Unlike many of her Rockland County neighbors, Dowd said she knew that she did not intend to spend her whole life in a small town. The travel bug has propelled her across the United States, where she has performed, explored and made new connections. She met her boyfriend, musician Tommy Duckworth, in an Asheville, North Carolina pub.
“It was a small pub and there was a an eclectic group of musicians and Kat performed some of what I’ve come to find are her favorite songs,” said Duckworth, 21, who lives with Dowd in Allston. “Deep cuts by the likes of Ryan Adams and Tom Waits. I thought she was very interesting and compelling. I saw very much potential in her musical endeavors.”

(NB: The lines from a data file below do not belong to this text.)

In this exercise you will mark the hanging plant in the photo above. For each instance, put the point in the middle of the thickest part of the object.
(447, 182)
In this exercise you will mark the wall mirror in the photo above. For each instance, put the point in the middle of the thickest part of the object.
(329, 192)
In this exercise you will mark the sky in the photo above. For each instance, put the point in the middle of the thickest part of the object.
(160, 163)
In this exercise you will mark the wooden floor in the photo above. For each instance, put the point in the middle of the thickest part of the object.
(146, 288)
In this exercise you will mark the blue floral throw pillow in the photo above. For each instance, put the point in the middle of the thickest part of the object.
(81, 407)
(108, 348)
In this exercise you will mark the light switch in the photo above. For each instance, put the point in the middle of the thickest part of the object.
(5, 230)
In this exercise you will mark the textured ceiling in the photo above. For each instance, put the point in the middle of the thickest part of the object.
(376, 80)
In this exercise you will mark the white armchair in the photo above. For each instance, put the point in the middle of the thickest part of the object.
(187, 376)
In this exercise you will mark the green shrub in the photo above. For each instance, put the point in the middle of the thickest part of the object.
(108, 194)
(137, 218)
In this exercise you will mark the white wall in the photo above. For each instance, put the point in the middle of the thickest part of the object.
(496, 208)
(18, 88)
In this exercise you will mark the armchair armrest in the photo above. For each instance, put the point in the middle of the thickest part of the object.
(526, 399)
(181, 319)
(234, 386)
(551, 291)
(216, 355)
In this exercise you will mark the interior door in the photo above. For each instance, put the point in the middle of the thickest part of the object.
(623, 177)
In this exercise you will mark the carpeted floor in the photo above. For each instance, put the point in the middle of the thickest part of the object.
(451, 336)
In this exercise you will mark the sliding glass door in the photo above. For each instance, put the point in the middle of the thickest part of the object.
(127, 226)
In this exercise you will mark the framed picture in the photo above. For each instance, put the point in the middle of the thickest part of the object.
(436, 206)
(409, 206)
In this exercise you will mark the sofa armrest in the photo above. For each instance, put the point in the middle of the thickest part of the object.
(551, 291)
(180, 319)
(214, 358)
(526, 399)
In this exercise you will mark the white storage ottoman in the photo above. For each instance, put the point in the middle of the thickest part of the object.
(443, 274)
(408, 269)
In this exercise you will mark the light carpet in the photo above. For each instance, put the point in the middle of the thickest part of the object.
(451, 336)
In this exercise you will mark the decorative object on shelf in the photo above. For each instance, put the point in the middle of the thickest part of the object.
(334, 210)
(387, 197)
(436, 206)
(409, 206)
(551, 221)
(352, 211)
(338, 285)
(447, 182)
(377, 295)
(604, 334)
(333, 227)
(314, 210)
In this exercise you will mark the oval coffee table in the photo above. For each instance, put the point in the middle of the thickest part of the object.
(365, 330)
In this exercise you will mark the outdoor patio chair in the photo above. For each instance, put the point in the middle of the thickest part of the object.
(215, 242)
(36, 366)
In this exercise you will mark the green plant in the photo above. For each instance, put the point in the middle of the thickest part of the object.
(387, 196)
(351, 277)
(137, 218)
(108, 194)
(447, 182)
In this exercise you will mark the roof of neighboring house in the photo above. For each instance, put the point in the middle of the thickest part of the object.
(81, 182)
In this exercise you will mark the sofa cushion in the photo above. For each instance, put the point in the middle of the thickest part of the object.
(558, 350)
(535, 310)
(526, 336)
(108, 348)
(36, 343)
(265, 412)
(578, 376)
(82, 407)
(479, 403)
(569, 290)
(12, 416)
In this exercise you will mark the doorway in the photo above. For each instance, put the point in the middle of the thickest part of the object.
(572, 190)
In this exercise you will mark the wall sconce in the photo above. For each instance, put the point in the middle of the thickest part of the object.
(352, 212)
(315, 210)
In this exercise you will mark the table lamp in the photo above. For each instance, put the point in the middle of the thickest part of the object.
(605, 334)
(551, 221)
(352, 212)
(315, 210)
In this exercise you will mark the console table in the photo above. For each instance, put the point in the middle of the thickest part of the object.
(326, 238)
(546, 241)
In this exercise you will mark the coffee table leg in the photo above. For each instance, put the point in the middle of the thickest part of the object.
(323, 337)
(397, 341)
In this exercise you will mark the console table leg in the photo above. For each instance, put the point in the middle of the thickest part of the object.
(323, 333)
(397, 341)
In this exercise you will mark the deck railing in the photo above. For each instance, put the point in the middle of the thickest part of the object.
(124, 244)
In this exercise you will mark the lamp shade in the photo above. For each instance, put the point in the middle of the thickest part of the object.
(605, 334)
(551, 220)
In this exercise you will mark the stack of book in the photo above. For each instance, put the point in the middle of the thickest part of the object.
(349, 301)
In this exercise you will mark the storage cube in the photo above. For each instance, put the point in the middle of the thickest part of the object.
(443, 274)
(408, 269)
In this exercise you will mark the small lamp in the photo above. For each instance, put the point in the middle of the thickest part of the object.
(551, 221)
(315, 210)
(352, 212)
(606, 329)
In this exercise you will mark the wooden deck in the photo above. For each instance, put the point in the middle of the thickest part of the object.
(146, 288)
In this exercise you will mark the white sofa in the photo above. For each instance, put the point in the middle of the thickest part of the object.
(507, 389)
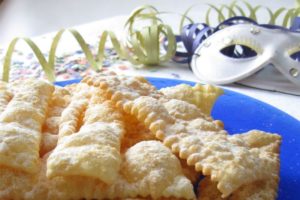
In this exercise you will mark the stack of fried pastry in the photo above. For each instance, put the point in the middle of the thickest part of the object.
(118, 137)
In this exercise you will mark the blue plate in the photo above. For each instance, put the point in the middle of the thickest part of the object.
(241, 113)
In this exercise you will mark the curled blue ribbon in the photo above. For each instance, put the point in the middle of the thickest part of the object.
(192, 35)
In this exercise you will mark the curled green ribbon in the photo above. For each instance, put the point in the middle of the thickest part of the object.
(143, 44)
(141, 48)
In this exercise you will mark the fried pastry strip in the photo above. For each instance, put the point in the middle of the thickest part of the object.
(258, 190)
(149, 171)
(185, 130)
(5, 96)
(59, 101)
(203, 96)
(21, 124)
(89, 140)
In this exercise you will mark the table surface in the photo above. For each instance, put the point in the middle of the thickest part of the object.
(287, 103)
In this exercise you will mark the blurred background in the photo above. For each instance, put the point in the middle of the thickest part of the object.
(36, 17)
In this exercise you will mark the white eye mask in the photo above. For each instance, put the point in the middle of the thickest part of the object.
(271, 53)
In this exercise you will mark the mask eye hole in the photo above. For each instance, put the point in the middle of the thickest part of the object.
(296, 56)
(238, 51)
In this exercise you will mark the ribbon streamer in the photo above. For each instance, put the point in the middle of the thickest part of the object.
(194, 34)
(141, 48)
(143, 44)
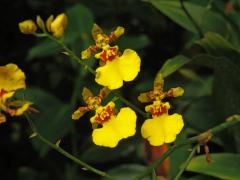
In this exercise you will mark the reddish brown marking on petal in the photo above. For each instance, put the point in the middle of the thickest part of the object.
(155, 152)
(12, 112)
(109, 54)
(2, 92)
(158, 110)
(105, 115)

Dowd said her music is concerned with the question of finding oneself. Often, her songs explore themes of identity and exploration. She finds lyrical inspiration in the stories of others and uses songs “to figure out who I am, where I belong, and what I’m supposed to do with it all.”
Her creativity, Dowd said, is heavily wrapped up in empathy with her audience. “Having that kind of connection with people is something I find very rewarding,” she said.
Duckworth said Dowd’s “emotional awareness” is what makes her music special.
“She can see the best as well as the worst in everyone,” he said. “Her characters are a mixture of the many faces she’s seen come and go throughout her lifetime. Kat’s writing is deeply reflective and equally enigmatic.”
Dowd’s friend Tyler Rigdon, 22, helped record a demo of her song “Late December Glow” in Dowd’s Allston bedroom.
“I think the fact that she is only 20, yet has this New York City background mixed with her experiences here in Boston, makes for some interesting lyrics, stylistic nuances and aesthetic,” Rigdon said.
Dowd’s music features her resonant, soulful voice modulating against a smooth, grassroots Americana guitar. Her voice alternates between high and low pitches, creating a sound much deeper than her usual bubbly speech.
Her songwriting notebook, which contains every lyric she has penned in the last two years, is a standard black composition book, water-stained, with verses in pen, long scripted lyrics, cross-outs and some songs she’s co-written with Duckworth, who originally encouraged her to write her own songs.
“We were hanging out, playing songs … and he goes, ‘you should write some songs,’ and I say, ‘you know, I don’t know if I can do that …’ and he says, ‘you should just give it a go, give it a go,’” she said.
Being a college student and musician requires a lot of composure, Dowd said, but she is thankful that songwriting is a flexible activity, one that she can do in her room or on the bus. As an international relations major, she said she sees the same empathy required of making music in international conflict resolution.
Eventually, Dowd said she wants to put together a full album and even get signed one day.
Despite how far-flung her travels and music have taken her, Dowd still remembers where she came from. She works for her dad’s company and took her stage name from a grand relative who went by the first name Iris. Like the music she plays, her roots are apparent.
“People always knock country music, but I feel like what they’re knocking is not the three chords and the truth stuff — they’re knocking the tractors and trailer parks country music,” she said.